The concern is more recent. In the 2025/26 season, injuries bit hard. Stones managed only 17 appearances under Guardiola, his rhythm broken, his reliability questioned. Any club signing him now would be gambling that the body can still keep pace with the brain.
And there is another hard reality: at Bayern, a starting spot in central defence is anything but guaranteed.
Dayot Upamecano has just extended his deal to 2030. Jonathan Tah has arrived and immediately formed the kind of first-choice pairing Bayern have craved for years. That duo is set. Behind them, though, the picture blurs quickly, and that is where the Stones conversation really begins.
Min-Jae Kim has been linked with a move away for months, his future hovering in the rumour mill without any concrete step. Hiroki Ito, signed for his versatility and aggression, has spent too much time on the treatment table to be trusted as a long-term solution. If a suitable offer lands, Bayern are prepared to listen.

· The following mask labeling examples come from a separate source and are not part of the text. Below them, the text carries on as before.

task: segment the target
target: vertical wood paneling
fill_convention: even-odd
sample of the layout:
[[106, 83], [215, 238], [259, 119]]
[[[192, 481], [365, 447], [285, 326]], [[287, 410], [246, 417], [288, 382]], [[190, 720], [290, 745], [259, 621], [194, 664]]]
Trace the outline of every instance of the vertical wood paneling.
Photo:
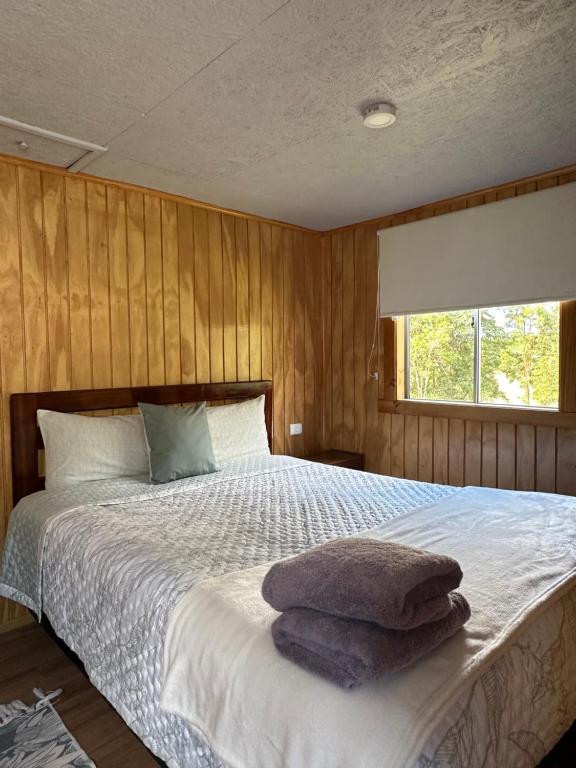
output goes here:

Josip Stanisic adds another layer. The Croatian proved last season he can operate across the back line, but he truly came into his own at full-back, on both the right and the left. As a pure centre-back, he is an option, not the cornerstone.
So Bayern find themselves with a strong starting pair and shaky depth. Stones, on a free, fits that gap perfectly: an experienced, ball-playing defender who can rotate, cover injuries and bring Champions League know-how to a dressing room that expects to go deep in every competition.
Yet just as that narrative settles, another name cuts across it.
On Tuesday evening, Sport1 reported that Josko Gvardiol wants to leave Manchester City this summer and would welcome a move to Bayern. The Croatian is, according to the outlet, a “big fan” of the club and has been on their radar for some time.
This is a very different proposition. Unlike Stones, Gvardiol would command a massive fee. City paid big money for him and would not sell cheaply. But he offers something Bayern desperately need: flexibility at the highest level and long-term upside.
Gvardiol can play centrally, but he also operates at left-back with authority. That matters in Munich. Alphonso Davies, once the explosive face of Bayern’s left flank, has struggled to recapture his best form and fitness since his cruciate ligament injury. The question is no longer whether Davies is a superstar talent. It is whether he is still the automatic choice for the next era.
A signing like Gvardiol would put that into sharp focus. He could slot in as a left-sided centre-back in a back four, step wide as a full-back, or form part of a back three. He is younger, more adaptable, and aligned with a long-term project. He is also, very clearly, the expensive option.
So Bayern stand at a crossroads.
Do they lean into pragmatism with Stones – a free, familiar to the coach, close to Kane, and ideal as high-level depth behind Upamecano and Tah? Or do they push their chips in on Gvardiol, reshape the defence and potentially the left flank, and accept the financial hit that comes with that kind of ambition?
For a club that calls itself the German record champions, the answer will say plenty about how aggressively they intend to chase Europe’s elite again.